If you have a telescope
at least a few inches in diameter, you would see it as a small point of
light moving across the sky, said Timothy Spahr, director of the Minor
Planet Center at the Harvard-Smithsonian Center for Astrophysics.
You'll have to be
located in Eastern Europe, Asia or Australia for the best
telescope-aided view, scientists said. It won't be visible to the naked
eye.
What else is out there?
So, we know that this
particular asteroid isn't going to hit us, but how about all of those
other giant rocks floating nearby beyond our atmosphere?
NASA says 9,672 objects
have been classified as Near Earth Objects, or NEOs, as of February 5.
Near Earth Objects are comets or asteroids in orbits that allow them to
enter Earth's neighborhood.
There's an important
distinction between these objects: Comets are mostly water, ice and
dust, while asteroids are mostly rock or metal. Both comets and
asteroids have hit Earth in the past.
More than 1,300 Near
Earth Objects have been classified as potentially hazardous to Earth,
meaning that someday, they may come close or hit Earth. NASA is
monitoring these objects and updating their locations as new information
comes in. Right now, scientists aren't warning of any eminent threats.
Yeomans and colleagues
are using telescopes on the ground and in space to nail down the precise
orbit of objects that might threaten Earth and predict whether the
planet could be hit.
Observatories around the world send their findings to the NASA-funded Minor Planet Center, which keeps a database of all known asteroids and comets in our solar system.
NASA also has a space probe tracking asteroids to learn more about them. The Dawn probe was launched in 2007 and has already sent back dramatic pictures from the giant asteroid Vesta.
The spacecraft is now
heading to the dwarf planet Ceres. Dawn and Ceres are the two most
massive objects in the main asteroid belt.

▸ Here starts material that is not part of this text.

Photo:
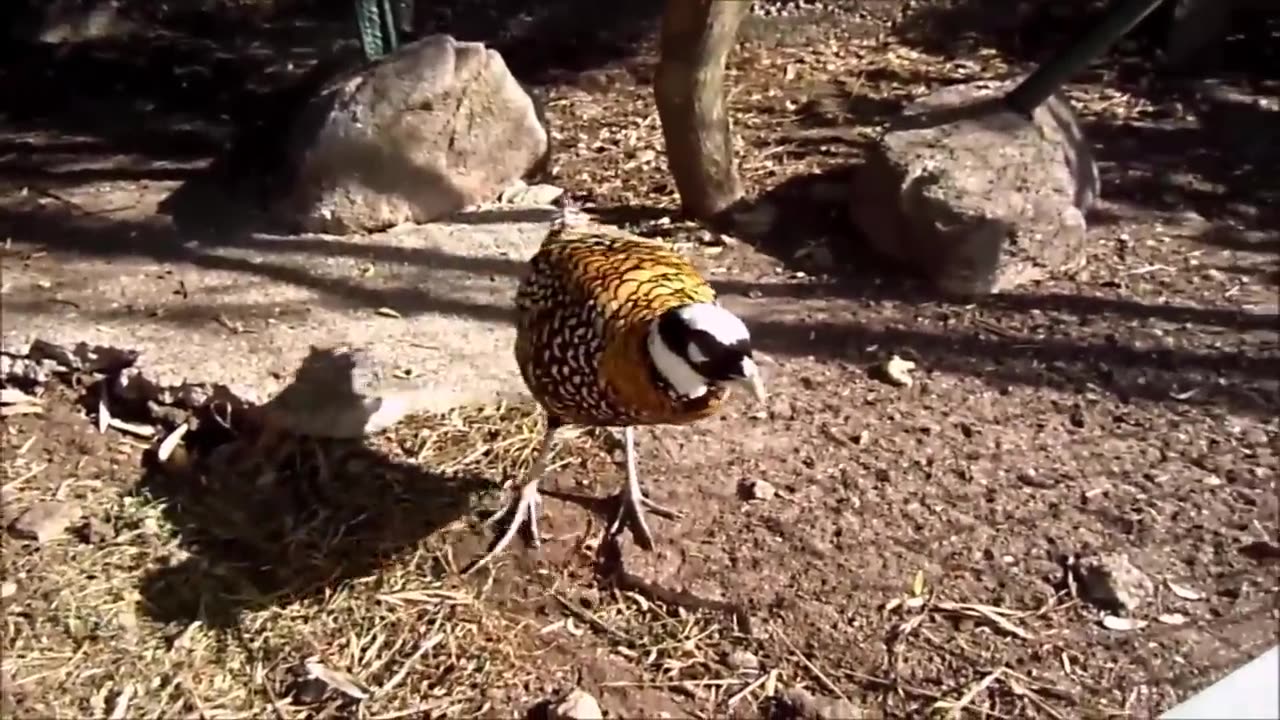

A new asteroid adventure in 2016
A mission that's scheduled to launch in 2016 will teach scientists even more about asteroids.
OSIRIS-REx will visit an asteroid called 1999 RQ36, take a sample of at least 2.1 ounces and bring it back to Earth.
"This is going to be the
largest sample of an extraterrestrial object returned to Earth since
end of the Apollo missions over 40 years ago," said Edward Beshore,
deputy principal investigator for the mission, who is based at the
University of Arizona, Tucson.
The probe will arrive at the asteroid in 2018, study it, then bring back the sample in 2023.
1999 RQ36 is made of
materials "almost identical to those that were present when the solar
system was formed about 4.5 billion years ago," he said. That means
studying this asteroid could yield greater understanding about the
sources of organic molecules and water that gave rise to life.
This asteroid, like the
one that will fly by on February 15, is considered a near-Earth object.
The mission would further clarify the threat that this particular object
poses, and better predict the orbits of other near-Earth asteroids,
Beshore said.
Scientists at the University of Arizona are collaborating with NASA and Lockheed Martin Space Systems on this mission.
To better predict the
orbits of hazardous objects, this group is looking at the Yarkovsky
effect, a force created when the asteroid absorbs sunlight and
re-radiates it as heat.
The effect is, at first
glance, quite small -- Beshore cited his colleague Steven Chesley's
comparison of this effect to the force you feel when you hold grapes in
your hand. But over time, it's an important consideration when trying to
understand where an asteroid is headed.
"That force, applied over millions of years, can literally move mountains of rock around," Beshore said.
We can't say this enough: Don't panic over it.